床で残りの時間少し昼寝などして過ごすことにしました。

JR四国最高級グリーン車で四国脱出

さてもう一度松山駅に帰ってきました。

ここから乗車するのは特急しおかぜです。使用されている車両は8600系という新しい車両。

しおかぜには8000型と8600型があるのですが8600系の方が新しい車両でグリーン車が日本全国見渡しても12を争うほど豪華なことで有名です。

今回はグリーン車乗り放題のバースデイきっぷでの旅行ですから、当然グリーン車を予約することにしました。

このグリーン車の様子はこちらの動画がわかりやすいです。

 

フットレストや読書等はもちろん車内には大きめのテーブルWiFiも完備されており少しパソコン作業などしながら帰ることになりました。

 

うろ覚えですがこの8600系の車体傾斜角度は2度。

対してもう一方のしおかぜに使われる8000系の車体傾斜角度は5~10度。

そのため乗っていてどんどん傾いて楽しいと感じるのは8000系の方でしょう。しかし乗り心地の良さとグリーン車の豪華さを取る場合は8600系に軍配が上がります。

JR四国8000系

今回の宿泊地は岡山県倉敷市になっています。

岡山駅から3駅4駅先に行った駅が倉敷駅です。

しおかぜ号にこのまま乗っていれば岡山駅まで連れて行ってくれますが、私は瀬戸大橋を渡り終わったところの児島駅で降りることにしました。JR四国バースデイきっぷの使用範囲がJR四国管轄内だけであるため児島駅から先は別途料金がかかってしまうからです。

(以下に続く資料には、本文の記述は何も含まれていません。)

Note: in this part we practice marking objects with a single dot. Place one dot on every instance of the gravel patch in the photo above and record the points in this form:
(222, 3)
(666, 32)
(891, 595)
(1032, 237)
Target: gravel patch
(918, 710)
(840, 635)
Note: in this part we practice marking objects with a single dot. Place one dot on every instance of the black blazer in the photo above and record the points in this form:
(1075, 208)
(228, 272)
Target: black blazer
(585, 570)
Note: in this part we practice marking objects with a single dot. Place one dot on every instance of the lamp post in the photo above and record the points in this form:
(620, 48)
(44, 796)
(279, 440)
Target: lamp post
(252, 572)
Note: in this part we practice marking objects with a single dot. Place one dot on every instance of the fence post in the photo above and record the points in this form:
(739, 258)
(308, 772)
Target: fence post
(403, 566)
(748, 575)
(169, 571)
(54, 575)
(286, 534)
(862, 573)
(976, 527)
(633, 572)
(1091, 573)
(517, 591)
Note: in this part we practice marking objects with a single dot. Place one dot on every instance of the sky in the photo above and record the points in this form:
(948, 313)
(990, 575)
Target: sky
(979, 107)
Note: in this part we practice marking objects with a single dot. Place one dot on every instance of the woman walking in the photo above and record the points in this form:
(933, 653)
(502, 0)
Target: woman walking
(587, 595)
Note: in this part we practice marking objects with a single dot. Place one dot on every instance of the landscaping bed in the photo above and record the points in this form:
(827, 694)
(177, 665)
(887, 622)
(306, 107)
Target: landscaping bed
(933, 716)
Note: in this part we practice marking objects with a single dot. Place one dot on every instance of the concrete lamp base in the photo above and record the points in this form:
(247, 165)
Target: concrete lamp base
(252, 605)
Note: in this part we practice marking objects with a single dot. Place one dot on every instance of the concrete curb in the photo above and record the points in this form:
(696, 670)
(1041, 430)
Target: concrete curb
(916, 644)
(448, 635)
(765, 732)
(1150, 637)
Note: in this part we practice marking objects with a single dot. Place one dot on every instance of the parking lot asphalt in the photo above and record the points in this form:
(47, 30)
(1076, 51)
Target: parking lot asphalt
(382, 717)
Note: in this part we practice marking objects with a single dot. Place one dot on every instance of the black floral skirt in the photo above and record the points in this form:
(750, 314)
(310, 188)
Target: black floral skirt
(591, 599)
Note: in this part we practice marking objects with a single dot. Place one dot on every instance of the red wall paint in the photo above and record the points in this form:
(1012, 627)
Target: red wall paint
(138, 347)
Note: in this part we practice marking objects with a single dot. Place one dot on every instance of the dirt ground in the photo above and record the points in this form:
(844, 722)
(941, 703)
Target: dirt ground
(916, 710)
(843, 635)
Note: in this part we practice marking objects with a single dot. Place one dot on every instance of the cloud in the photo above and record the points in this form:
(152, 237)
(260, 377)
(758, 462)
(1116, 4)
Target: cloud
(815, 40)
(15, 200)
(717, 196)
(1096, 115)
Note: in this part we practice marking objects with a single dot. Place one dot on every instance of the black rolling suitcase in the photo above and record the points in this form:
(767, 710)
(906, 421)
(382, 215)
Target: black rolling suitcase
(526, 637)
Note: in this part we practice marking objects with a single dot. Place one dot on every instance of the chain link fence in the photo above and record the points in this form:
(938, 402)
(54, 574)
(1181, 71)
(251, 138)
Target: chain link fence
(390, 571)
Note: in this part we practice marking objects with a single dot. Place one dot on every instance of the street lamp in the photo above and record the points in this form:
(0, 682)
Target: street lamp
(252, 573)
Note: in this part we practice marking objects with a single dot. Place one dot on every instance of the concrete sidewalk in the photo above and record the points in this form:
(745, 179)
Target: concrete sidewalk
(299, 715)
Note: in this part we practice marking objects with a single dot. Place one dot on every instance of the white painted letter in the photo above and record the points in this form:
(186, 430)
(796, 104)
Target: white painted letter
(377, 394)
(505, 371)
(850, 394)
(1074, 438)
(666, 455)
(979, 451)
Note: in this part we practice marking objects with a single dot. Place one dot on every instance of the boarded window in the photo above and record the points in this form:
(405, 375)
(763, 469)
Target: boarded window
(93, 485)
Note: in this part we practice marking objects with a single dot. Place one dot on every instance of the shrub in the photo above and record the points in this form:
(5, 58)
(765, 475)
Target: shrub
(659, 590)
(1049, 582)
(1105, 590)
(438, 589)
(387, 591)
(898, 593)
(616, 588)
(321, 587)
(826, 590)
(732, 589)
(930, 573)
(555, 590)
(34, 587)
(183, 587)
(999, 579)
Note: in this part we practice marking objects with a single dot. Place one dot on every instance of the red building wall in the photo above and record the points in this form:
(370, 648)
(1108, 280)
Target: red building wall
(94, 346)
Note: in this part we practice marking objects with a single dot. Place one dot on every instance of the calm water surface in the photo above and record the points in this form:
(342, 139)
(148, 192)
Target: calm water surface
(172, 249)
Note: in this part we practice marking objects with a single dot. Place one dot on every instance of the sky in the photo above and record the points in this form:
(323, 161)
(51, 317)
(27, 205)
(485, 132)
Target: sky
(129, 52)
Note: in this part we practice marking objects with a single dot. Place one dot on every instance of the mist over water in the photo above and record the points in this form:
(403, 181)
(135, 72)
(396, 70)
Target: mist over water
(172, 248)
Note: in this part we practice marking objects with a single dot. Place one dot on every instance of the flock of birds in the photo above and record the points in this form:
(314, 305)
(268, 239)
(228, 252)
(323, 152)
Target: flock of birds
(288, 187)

何ともケチくさい乗り方ですが、児島駅ではすぐに高速のマリンライナーとの接続があるためそれほど待つことなく岡山駅に向かうことができました。

倉敷駅で今回の旅行は終了

岡山から倉敷に移動し駅前のホテルにチェックインして三日間に渡る四国バースデーきっぷの旅が終了。

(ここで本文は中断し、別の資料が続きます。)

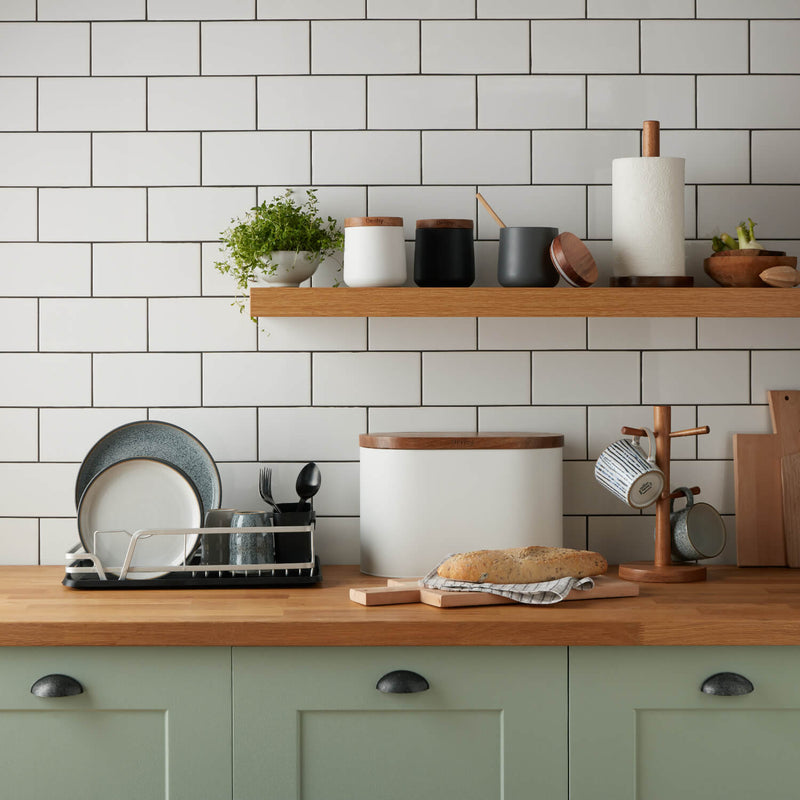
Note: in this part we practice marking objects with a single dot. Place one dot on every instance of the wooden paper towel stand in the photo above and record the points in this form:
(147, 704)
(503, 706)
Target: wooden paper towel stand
(662, 569)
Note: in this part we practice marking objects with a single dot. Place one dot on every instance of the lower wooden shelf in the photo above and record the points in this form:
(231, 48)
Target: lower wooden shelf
(504, 302)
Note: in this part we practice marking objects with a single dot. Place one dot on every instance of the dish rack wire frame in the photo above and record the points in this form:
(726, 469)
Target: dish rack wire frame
(78, 553)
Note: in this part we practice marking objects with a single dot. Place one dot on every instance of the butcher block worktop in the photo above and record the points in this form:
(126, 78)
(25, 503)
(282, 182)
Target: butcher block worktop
(734, 607)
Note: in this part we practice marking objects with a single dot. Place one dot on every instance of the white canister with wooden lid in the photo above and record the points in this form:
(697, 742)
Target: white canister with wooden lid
(426, 495)
(374, 251)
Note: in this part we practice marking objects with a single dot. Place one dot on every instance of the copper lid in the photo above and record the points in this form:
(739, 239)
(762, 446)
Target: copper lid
(460, 441)
(362, 222)
(445, 223)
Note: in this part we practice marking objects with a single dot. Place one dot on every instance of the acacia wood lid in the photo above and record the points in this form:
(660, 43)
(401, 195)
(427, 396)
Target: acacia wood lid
(445, 223)
(363, 222)
(408, 440)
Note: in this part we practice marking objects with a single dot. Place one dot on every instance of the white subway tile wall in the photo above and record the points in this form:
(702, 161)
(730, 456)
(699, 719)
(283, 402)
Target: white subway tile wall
(134, 131)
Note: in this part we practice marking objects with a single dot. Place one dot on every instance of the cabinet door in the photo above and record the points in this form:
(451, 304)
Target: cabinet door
(310, 723)
(641, 727)
(151, 723)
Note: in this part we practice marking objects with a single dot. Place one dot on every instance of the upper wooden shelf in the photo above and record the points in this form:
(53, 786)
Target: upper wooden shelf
(503, 302)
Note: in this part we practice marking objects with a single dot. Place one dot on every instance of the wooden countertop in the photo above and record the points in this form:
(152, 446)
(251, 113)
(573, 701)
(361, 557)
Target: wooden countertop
(734, 607)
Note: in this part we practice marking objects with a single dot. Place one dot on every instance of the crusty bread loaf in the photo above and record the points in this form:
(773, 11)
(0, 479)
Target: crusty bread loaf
(522, 565)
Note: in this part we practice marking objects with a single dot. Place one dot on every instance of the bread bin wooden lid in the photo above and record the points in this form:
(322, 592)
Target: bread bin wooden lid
(408, 440)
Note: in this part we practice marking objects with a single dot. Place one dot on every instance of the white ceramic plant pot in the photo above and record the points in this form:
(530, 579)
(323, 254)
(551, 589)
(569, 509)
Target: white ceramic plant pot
(291, 269)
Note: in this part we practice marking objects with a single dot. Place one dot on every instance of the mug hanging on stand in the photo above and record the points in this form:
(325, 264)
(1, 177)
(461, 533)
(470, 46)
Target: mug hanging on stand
(625, 470)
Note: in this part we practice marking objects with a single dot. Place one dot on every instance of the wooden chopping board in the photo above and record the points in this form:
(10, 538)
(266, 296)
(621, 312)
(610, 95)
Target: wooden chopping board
(761, 532)
(402, 591)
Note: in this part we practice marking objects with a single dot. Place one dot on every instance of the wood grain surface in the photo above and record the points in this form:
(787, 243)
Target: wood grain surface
(734, 607)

今回は四国を縦横無尽に一周するような旅になりましたが、日本一のローカル線で有名な徳島から先の阿佐海岸鉄道や中村から先の土佐くろしお鉄道宿毛線にもいつか乗車してみたいものです。

取得にはバースデーきっぷ以外にも四国グリーン紀行や若者限定フリーきっぷなどお得なきっぷがたくさんあります。是非皆さんも訪れてみてください。それではここまで読んでいただきありがとうございました。

PS:倉敷では夜の美観地区を散歩するなどして楽しみました。